Simon has been using a common daemon (SimonD) managed over the sockets in order to provide speech recognition functions

Rodrigo Parra implements dbus-based server for TamTam Listens project -  a speech recognition framework for Sugar OLPC project. This is a very active work in progress, subscribe to the Tumblr blog to get the latest updates .

Andre Natal talks about speech recognition server for the FirefoxOS during his summer project.

Right now the solution is not yet stable, it is more work in progress. It would be great if such efforts could converge to a single point in the future, probably CMUSphinx can be the common denominator here and provide the desktop service for the applications looking to implement voice interfaces. A standalone library is certainly needed, we shouldn't only focus on the service architecture, but service would be a good addition too. It could provide the common interfaces for the applications which just need to register required commands on the service.
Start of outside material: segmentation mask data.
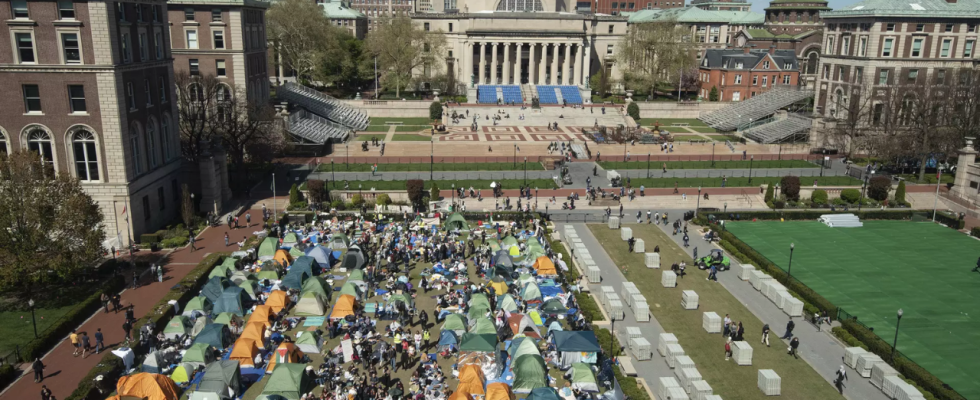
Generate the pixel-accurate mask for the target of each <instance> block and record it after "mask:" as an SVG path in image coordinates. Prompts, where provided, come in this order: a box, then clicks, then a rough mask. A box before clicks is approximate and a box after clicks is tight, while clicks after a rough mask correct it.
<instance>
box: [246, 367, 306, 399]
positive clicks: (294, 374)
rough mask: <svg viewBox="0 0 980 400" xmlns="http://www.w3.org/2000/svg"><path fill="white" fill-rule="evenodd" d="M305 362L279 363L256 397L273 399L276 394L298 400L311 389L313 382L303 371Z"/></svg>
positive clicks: (285, 398) (280, 397) (282, 397)
mask: <svg viewBox="0 0 980 400" xmlns="http://www.w3.org/2000/svg"><path fill="white" fill-rule="evenodd" d="M305 369H306V364H293V363H282V364H279V365H278V366H277V367H276V368H275V370H273V371H272V375H271V376H269V378H268V379H269V381H268V382H266V384H265V388H264V389H262V394H261V395H260V396H259V397H258V399H268V400H271V399H275V398H277V397H276V396H279V398H284V399H286V400H299V398H300V396H302V395H304V394H306V393H307V392H309V391H310V390H313V386H314V382H313V380H311V379H310V376H309V375H308V374H306V373H305Z"/></svg>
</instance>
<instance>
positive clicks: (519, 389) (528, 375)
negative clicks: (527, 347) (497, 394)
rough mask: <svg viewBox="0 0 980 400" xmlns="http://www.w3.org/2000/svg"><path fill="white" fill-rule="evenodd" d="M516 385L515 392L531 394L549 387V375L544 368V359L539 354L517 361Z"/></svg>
mask: <svg viewBox="0 0 980 400" xmlns="http://www.w3.org/2000/svg"><path fill="white" fill-rule="evenodd" d="M513 369H514V385H513V390H514V391H515V392H517V391H522V392H529V391H531V390H533V389H535V388H539V387H547V386H548V374H547V370H546V369H545V367H544V358H541V356H539V355H537V354H525V355H523V356H520V357H518V358H517V359H515V361H514V364H513Z"/></svg>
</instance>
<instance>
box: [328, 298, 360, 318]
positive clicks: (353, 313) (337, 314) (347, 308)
mask: <svg viewBox="0 0 980 400" xmlns="http://www.w3.org/2000/svg"><path fill="white" fill-rule="evenodd" d="M355 307H357V299H356V298H355V297H354V296H351V295H349V294H342V295H340V297H338V298H337V304H334V305H333V310H332V311H331V312H330V319H339V318H344V317H346V316H348V315H353V314H354V309H355Z"/></svg>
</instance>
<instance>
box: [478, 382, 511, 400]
mask: <svg viewBox="0 0 980 400" xmlns="http://www.w3.org/2000/svg"><path fill="white" fill-rule="evenodd" d="M484 399H485V400H517V396H515V395H514V392H513V391H511V390H510V386H508V385H507V384H506V383H503V382H495V383H491V384H489V385H487V397H485V398H484Z"/></svg>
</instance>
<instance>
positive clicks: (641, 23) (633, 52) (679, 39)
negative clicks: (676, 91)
mask: <svg viewBox="0 0 980 400" xmlns="http://www.w3.org/2000/svg"><path fill="white" fill-rule="evenodd" d="M617 48H618V49H619V51H617V53H616V60H617V62H619V65H621V66H623V67H622V70H623V71H624V72H623V80H624V81H625V83H626V85H627V86H628V87H630V88H650V90H651V92H653V91H656V90H657V88H658V87H672V86H676V85H678V84H679V79H680V77H679V75H680V74H682V72H683V71H690V70H691V69H692V67H696V66H697V59H696V58H695V55H696V51H697V49H696V47H695V46H694V43H693V41H692V38H691V32H690V30H688V29H687V28H684V27H683V26H682V25H680V24H678V23H677V21H676V20H674V19H666V20H659V21H653V22H643V23H638V24H634V25H632V26H631V27H630V29H629V30H628V31H627V33H626V35H625V36H623V38H622V39H621V40H620V44H619V46H617ZM680 84H682V83H680Z"/></svg>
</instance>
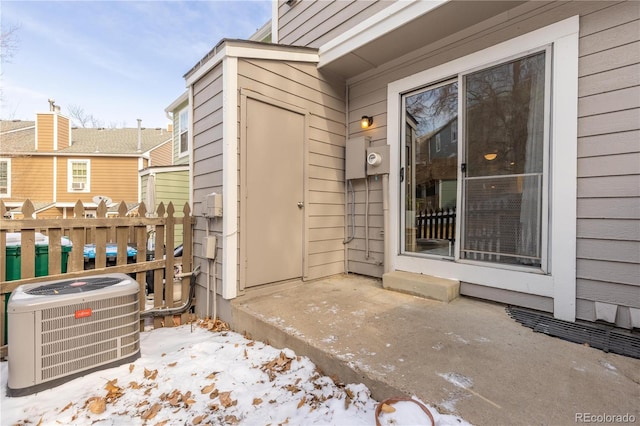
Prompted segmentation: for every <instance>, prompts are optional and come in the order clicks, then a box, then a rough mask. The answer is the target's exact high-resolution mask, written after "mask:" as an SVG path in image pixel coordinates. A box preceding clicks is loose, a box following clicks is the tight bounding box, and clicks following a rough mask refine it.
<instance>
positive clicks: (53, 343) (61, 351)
mask: <svg viewBox="0 0 640 426" xmlns="http://www.w3.org/2000/svg"><path fill="white" fill-rule="evenodd" d="M132 322H133V319H130V320H129V321H128V322H126V323H124V324H122V327H120V326H119V327H118V328H113V329H110V330H104V331H101V332H99V333H91V334H88V335H79V336H78V337H76V338H73V339H67V340H57V339H51V338H49V339H47V340H49V341H51V342H52V343H49V344H47V343H43V345H42V356H43V357H44V356H49V355H53V354H57V353H60V352H66V351H69V350H71V349H74V348H79V347H83V346H89V345H95V344H96V343H100V342H102V341H105V340H113V339H116V338H117V337H118V336H123V335H128V334H133V333H135V332H137V331H138V327H136V325H135V324H132ZM47 337H51V334H49V335H48V336H47Z"/></svg>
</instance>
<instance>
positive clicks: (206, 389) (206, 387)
mask: <svg viewBox="0 0 640 426" xmlns="http://www.w3.org/2000/svg"><path fill="white" fill-rule="evenodd" d="M215 387H216V385H215V384H213V383H212V384H210V385H207V386H205V387H203V388H202V389H200V393H211V391H212V390H214V389H215Z"/></svg>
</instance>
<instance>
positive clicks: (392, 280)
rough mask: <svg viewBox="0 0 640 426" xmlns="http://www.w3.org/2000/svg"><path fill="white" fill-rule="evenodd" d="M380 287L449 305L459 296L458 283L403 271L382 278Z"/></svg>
mask: <svg viewBox="0 0 640 426" xmlns="http://www.w3.org/2000/svg"><path fill="white" fill-rule="evenodd" d="M382 287H383V288H385V289H388V290H395V291H399V292H402V293H408V294H412V295H414V296H419V297H425V298H427V299H433V300H439V301H441V302H445V303H449V302H451V301H452V300H454V299H456V298H458V297H459V296H460V281H458V280H451V279H446V278H440V277H434V276H432V275H424V274H415V273H411V272H404V271H393V272H388V273H386V274H384V275H383V276H382Z"/></svg>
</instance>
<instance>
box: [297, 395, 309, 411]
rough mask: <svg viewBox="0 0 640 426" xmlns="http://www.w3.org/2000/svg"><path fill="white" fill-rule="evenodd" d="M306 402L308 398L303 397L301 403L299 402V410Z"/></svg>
mask: <svg viewBox="0 0 640 426" xmlns="http://www.w3.org/2000/svg"><path fill="white" fill-rule="evenodd" d="M306 401H307V398H306V397H304V396H303V397H302V399H301V400H300V402H298V409H300V407H302V406H303V405H304V403H305V402H306Z"/></svg>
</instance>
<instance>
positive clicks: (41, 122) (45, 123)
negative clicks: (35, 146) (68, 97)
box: [36, 114, 54, 152]
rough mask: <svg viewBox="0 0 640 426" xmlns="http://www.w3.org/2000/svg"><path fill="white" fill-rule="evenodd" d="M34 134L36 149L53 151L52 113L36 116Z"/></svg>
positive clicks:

Of course there is an option to put everything in the cloud, but cloud solution has its own disadvantages. Privacy concerns are still here and the data connection is still expensive and slow. There are similar issues with other resource-intensive APIs like text-to-speech, desktop natural language processing, translation, and so on, so soon quite a lot of memory on the desktop will be spent on desktop intelligence. So reserve few more gigabytes of memory in your systems, it will be taken pretty soon.